BGE 120 IV 361 (363):

(fonctionnaire, etc.) ou de la valeur que la loi attribue à cet écrit (art. 958 CO relatif au bilan). De simples faits découlant de l'expérience générale de la vie, tels que la confiance qu'inspire habituellement une allégation défavorable à celui qui l'énonce, ne suffisent pas. Peu importe que, dans la vie des affaires, on s'attende généralement à ce que de telles allégations soient exactes (ATF 120 IV 122 consid. 4c p. 127, ATF 117 IV 35 consid. 1d).
Ainsi, l'établissement d'une facture de garage pour des travaux qui n'avaient pas été effectués et aussi l'établissement de rapports de régie - rapports journaliers - mensongers, n'ont pas été considérés comme des faux dans les titres (ATF 117 IV 35, 165). De même, l'art. 251 CP a été jugé inapplicable à un décompte de salaire dont le contenu était inexact et à un contrat de vente dont certains éléments étaient faux (ATF 118 IV 363, ATF 120 IV 25); dans ces cas, aucune disposition particulière ne conférait à ces écrits une force probante accrue.
Au contraire, ont été considérés comme des faux dans les titres une feuille de maladie, mensongère, établie par un médecin et une approbation écrite inexacte émanant d'un architecte chargé de vérifier des factures (ATF 117 IV 165 consid. 2c, ATF 119 IV 54 consid. 2c/dd). De tels écrits sont l'oeuvre de professionnels bénéficiant d'une confiance particulière, raison pour laquelle une vérification n'est en principe pas nécessaire. Commet également un faux dans les titres le grossiste qui écoule de la viande d'antilope sous l'appellation de gibier européen; en effet, il est tenu par la loi de désigner correctement la marchandise, obligation qui le place dans une situation analogue à celle d'un garant, lequel doit, dans son cas, protéger le consommateur contre les tromperies (ATF 119 IV 289 consid. 4). Se rend encore coupable de faux intellectuel dans les titres celui qui crée un prospectus facultatif d'émission, dont le contenu est inexact, lors d'une augmentation de capital selon la procédure de la fondation simultanée d'une société anonyme; ce prospectus publicitaire invite des tiers à souscrire des actions et les souscripteurs doivent pouvoir se fier aux indications qu'il contient, car ils ne sont pas en mesure de les vérifier (ATF 120 IV 122 consid. 4d). Le procès-verbal d'une assemblée générale, dont le contenu est mensonger, tombe sous l'empire de l'art. 251 CP dans la mesure où cette pièce sert de document justificatif pour une inscription au registre du commerce (ATF 120 IV 199 consid. 3c p. 204).
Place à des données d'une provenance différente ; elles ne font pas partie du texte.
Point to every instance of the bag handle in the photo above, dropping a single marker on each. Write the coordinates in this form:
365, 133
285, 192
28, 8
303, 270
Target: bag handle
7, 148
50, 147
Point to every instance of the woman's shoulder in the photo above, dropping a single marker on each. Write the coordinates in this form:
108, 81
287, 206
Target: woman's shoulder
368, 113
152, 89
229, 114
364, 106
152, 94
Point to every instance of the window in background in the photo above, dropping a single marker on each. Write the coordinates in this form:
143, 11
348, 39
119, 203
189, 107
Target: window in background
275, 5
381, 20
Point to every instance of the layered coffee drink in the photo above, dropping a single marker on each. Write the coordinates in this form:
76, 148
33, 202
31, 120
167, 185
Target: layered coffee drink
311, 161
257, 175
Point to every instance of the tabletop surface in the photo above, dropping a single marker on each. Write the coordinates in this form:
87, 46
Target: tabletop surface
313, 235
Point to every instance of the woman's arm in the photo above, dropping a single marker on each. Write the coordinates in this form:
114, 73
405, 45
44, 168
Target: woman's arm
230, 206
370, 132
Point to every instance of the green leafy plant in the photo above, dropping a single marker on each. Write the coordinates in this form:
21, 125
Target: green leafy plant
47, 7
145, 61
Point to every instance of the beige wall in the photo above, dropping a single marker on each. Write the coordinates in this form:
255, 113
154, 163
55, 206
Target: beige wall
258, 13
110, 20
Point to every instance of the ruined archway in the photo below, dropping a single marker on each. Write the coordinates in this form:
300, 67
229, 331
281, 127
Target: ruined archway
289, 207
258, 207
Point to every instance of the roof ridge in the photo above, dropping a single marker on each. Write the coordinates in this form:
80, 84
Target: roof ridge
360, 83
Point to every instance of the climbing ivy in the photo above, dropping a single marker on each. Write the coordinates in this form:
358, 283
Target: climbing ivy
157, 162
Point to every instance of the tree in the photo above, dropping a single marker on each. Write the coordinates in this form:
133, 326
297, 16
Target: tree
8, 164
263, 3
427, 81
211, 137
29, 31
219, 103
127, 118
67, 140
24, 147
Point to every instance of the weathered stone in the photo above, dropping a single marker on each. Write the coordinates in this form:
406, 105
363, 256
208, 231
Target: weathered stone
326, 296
c) En l'espèce, le recourant était un organe dirigeant d'une succursale bancaire. Il a adressé à des clients des lettres indiquant des positions

BGE 120 IV 361 (364):

fictives de leurs comptes. Il avait reconnu que ces lettres devaient rassurer les destinataires, éviter un retrait, les conduire à investir davantage et à amener de nouveaux déposants. Ces écrits devaient servir de preuve pour l'état de ces comptes. L'accusé était chargé d'exécuter un mandat de gestion de fortune. Les clients n'avaient pas connaissance des opérations de gestion; ils n'étaient pas à même de vérifier l'état de leur compte.
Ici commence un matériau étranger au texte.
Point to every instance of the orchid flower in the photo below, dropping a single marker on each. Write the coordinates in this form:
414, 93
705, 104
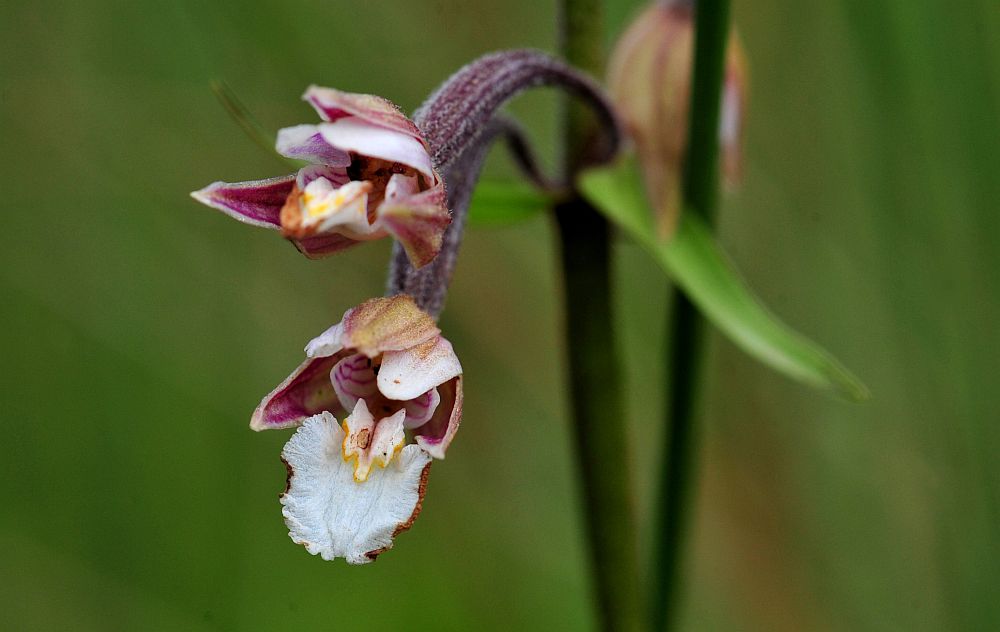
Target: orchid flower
379, 395
386, 372
370, 177
649, 78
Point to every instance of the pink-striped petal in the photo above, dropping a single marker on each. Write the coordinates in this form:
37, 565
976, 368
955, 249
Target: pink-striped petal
257, 202
362, 137
386, 324
307, 391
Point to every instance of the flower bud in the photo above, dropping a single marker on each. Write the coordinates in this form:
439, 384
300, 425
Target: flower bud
650, 83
Dans ces circonstances, on doit admettre que le recourant était placé dans une position analogue à celle d'un garant. Il devait exécuter son mandat dans l'intérêt des déposants. Ses attestations revêtaient une force probante accrue vu la nature du mandat, l'impossibilité de vérification et la confiance particulière attachée aux activités commerciales des banques (soumises à une législation et à des contrôles spécifiques, employant du personnel en général très qualifié, à la réputation sans tache, qui doit respecter le secret bancaire; voir ATF 102 IV 191 consid. 3). Certes, cela ne signifie pas que n'importe quel relevé bancaire dont le contenu est inexact tombe sous l'empire de l'art. 251 CP; encore faut-il qu'il présente des caractéristiques du type de celles qui ont été relevées ici.
d) L'autorité cantonale a constaté que la volonté du recourant était d'éviter une dénonciation, donc la découverte de la commission d'une infraction. Par conséquent elle n'a pas non plus violé le droit fédéral - et le condamné ne paraît pas faire valoir une telle violation - en admettant que le dessein de se procurer, ou de procurer à un tiers, un avantage illicite au sens de l'art. 251 ch. 1 CP était réalisé (ATF 118 IV 254 consid. 5).